映画「関心領域」は、アカデミー賞にノミネートされていて以前から興味があったので、公開初日に観に行きました。

アウシュビッツ収容所の塀を一枚隔てたところに、収容所の所長の家族の自宅があり、その家族の生活を淡々と描いた映画です。

映像では、アウシュビッツ収容所の所長とその家族の幸せな映像が続きます。家族とピクニックに行ったり、妻がガーデニングをしていたり、夫の転勤が決まって、妻は一緒に行くのを反対して、単身赴任することになったり。

でも、その「幸せそう」な映像と重なって、人の叫び声や「パン、パン」という音(ピストルの音)が作中ずっと響いてきます。塀の向こうの収容所で行われていることが、映像では見えなくても音声ではずっと聞こえてきます。

主人公の所長とその家族にも、その叫び声とかピストルの音が聞こえてはいるのでしょう。でも、塀の向こうの音の主には関心がないから「聞こえてはいても聞いてはいない」のです。

作中では、家族の幸せそうな描写に、ゾッとする場面がいくつも出てきます。
新しく手に入った毛皮のコート(ユダヤ人から奪ったもの)を着て鏡でチェックしてる妻
夜中に懐中電灯で物珍しそうに金歯(ユダヤ人から奪ったもの)を眺めている中学生ぐらいの少年
ずっと泣き止まずに大声で泣き続ける赤ちゃん(この家の異常さに赤ちゃんも気づいてる)

ホロコーストを描いた映画ですが、残虐な描写は一切ありません。
人を何の躊躇いもなく殺したりする残虐さではなく、無関心でいることの残虐さを突きつけられる映画です。

ストーリーに大きな盛り上がりがあるわけでもなく、面白い映画かというとそういうものではないですが、頭には残る映画です。

関心がないものは、存在しないのと同義

ホロコーストのような極度の異常な状況がすぐ隣で起こっていても、関心がなければ存在しないのと同じなのでしょう。
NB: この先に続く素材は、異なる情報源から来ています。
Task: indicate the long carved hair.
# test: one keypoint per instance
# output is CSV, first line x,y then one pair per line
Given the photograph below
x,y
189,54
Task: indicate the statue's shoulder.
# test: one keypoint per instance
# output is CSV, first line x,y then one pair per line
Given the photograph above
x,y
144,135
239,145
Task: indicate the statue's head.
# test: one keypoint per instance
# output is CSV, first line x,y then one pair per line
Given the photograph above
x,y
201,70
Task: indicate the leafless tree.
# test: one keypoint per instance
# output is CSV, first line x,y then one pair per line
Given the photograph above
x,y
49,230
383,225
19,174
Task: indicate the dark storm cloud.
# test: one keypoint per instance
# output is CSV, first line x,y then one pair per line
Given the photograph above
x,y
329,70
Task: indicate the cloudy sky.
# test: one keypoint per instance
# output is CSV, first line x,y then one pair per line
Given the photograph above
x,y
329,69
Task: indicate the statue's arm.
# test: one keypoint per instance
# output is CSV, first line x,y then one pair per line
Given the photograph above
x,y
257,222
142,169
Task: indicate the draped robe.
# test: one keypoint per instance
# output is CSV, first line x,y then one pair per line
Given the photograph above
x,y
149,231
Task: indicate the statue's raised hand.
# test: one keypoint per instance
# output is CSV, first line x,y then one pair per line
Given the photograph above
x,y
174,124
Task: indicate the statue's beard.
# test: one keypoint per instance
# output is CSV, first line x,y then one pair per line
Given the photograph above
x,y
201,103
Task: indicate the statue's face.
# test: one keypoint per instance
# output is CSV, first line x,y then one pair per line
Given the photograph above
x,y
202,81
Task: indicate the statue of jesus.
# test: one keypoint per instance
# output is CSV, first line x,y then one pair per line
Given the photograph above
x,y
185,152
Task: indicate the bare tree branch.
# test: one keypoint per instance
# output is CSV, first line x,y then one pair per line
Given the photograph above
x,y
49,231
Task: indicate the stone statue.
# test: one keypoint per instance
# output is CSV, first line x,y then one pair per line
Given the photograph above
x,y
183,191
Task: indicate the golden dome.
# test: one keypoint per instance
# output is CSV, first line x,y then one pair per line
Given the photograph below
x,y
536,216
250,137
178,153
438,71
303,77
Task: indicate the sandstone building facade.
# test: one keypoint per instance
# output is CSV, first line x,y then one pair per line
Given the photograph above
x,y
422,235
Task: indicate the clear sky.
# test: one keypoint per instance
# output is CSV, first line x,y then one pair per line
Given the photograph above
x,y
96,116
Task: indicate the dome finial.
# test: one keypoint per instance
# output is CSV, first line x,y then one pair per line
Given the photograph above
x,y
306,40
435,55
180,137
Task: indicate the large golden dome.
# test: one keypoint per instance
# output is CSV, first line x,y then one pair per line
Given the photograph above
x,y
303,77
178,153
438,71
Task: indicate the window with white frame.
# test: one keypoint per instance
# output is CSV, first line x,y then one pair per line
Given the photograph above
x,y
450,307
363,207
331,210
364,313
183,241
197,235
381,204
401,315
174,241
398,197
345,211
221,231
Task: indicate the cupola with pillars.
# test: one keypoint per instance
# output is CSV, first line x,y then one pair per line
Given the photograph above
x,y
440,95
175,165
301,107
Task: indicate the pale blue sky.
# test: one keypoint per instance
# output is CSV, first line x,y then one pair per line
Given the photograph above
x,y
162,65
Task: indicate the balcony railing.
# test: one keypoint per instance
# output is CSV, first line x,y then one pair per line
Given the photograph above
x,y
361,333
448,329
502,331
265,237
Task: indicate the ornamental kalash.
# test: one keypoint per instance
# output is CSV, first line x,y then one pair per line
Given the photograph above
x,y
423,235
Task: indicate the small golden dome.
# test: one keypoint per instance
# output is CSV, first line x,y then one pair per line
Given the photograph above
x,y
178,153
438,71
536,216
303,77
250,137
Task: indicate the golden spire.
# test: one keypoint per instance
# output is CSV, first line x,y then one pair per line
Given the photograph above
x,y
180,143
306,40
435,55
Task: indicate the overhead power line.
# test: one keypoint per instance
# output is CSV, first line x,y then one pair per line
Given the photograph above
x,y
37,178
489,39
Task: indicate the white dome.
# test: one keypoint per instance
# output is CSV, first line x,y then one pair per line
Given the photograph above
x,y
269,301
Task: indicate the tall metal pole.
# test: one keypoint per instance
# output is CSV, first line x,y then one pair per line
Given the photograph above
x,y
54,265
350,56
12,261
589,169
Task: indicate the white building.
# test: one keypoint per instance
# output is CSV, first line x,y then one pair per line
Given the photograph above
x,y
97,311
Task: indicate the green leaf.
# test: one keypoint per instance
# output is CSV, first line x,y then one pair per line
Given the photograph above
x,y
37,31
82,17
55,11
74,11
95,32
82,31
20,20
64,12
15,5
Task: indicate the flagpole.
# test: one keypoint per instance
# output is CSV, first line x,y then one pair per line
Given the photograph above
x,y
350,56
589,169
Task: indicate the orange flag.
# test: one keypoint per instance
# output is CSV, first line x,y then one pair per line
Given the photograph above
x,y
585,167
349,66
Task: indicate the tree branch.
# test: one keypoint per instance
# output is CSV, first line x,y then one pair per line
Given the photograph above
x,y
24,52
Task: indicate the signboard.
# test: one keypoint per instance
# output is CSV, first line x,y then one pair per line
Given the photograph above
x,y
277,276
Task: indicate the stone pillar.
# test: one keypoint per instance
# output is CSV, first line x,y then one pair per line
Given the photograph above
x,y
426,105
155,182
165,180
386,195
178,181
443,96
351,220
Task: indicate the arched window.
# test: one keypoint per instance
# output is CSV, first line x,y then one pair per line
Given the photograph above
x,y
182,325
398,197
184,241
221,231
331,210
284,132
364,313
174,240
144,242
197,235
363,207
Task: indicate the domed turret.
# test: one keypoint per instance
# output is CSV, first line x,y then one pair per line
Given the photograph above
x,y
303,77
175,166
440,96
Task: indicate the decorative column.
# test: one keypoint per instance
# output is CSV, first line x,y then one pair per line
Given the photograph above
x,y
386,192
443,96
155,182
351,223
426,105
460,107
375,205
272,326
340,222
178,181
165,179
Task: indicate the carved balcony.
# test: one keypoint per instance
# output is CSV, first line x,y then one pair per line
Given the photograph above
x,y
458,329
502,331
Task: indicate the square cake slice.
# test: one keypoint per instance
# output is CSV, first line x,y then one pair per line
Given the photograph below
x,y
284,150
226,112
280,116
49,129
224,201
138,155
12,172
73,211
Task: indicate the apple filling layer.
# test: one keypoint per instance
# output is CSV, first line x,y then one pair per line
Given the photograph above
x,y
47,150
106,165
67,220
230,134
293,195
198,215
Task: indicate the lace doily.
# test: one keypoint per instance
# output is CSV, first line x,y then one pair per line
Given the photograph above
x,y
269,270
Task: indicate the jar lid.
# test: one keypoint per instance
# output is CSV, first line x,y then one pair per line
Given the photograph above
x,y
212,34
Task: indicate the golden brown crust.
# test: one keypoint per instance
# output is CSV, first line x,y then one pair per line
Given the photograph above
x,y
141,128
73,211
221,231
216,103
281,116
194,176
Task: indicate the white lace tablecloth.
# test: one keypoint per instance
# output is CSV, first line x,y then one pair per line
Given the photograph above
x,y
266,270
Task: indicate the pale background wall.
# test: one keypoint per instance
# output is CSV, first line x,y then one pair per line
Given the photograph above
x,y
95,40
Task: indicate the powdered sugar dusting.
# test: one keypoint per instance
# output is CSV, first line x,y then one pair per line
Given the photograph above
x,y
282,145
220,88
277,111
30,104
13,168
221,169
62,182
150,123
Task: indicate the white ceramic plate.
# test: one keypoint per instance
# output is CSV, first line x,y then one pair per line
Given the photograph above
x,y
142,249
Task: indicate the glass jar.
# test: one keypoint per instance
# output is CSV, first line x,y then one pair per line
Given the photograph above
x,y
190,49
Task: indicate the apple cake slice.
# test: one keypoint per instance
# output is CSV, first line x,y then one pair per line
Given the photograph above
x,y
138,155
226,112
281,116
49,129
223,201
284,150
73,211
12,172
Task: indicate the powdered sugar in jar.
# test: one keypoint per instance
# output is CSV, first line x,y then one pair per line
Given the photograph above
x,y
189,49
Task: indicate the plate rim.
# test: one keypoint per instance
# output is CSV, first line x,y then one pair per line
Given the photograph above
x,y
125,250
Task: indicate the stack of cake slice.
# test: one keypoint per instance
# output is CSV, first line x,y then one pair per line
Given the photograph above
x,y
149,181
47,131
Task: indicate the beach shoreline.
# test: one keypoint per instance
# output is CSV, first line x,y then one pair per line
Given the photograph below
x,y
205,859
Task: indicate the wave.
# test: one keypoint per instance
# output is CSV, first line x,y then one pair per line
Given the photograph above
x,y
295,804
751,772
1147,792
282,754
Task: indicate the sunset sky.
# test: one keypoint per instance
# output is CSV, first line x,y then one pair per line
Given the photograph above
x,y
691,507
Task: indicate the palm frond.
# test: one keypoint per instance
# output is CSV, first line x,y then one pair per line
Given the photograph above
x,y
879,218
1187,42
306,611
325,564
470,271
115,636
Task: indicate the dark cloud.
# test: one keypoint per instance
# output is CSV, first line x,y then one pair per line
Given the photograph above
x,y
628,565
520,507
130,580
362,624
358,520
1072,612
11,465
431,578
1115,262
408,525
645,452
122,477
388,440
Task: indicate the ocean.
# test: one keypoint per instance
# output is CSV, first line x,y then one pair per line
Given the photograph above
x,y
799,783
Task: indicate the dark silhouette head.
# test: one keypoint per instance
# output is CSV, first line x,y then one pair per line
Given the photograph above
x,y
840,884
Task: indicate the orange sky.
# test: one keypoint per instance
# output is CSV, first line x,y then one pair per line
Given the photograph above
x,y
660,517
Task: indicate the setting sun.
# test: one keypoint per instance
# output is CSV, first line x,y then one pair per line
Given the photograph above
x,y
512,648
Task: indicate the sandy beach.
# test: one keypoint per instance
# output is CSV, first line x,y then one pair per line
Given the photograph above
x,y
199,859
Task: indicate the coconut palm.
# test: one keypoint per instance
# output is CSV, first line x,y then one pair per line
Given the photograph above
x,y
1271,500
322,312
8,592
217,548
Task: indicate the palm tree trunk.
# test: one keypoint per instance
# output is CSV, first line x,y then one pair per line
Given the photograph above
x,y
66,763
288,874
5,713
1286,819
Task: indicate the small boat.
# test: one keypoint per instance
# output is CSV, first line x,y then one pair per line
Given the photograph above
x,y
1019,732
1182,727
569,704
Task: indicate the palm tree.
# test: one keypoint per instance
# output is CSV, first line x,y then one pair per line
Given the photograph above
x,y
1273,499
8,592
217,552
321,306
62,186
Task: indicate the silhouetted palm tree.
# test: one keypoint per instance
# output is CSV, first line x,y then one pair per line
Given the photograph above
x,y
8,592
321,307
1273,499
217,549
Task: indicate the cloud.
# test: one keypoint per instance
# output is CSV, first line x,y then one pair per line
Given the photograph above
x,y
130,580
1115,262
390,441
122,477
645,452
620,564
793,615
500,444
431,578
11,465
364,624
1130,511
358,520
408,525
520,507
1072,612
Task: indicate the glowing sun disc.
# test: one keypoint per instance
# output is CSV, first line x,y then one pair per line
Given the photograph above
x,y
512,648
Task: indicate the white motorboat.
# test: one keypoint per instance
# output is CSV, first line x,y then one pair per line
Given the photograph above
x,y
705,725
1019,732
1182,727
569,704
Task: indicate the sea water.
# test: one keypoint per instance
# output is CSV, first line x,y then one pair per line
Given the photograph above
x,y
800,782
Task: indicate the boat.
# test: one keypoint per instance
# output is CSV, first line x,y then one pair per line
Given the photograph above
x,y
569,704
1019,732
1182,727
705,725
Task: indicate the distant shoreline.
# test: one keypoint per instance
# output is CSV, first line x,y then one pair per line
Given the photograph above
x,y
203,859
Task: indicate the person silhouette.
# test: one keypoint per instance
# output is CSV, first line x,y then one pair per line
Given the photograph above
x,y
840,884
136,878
マーケティングでも、まずは顧客に「知ってもらうこと」が重要だったりしますが、関心を持ってもらわないと、存在すらわかってもらえないものです。

ホロコーストとマーケティングはぜんぜん違うものですけど、ビジネスでも戦争でも社会問題でも、まずは知ってもらうこと、目を向けてもらうことが重要なのかもしれません。

無関心でいることは、生きる術でもある

この映画を観て、無関心でいることは悪だから、今の日本とか世界で起こっていることに関心を向けようと思えるかどうか。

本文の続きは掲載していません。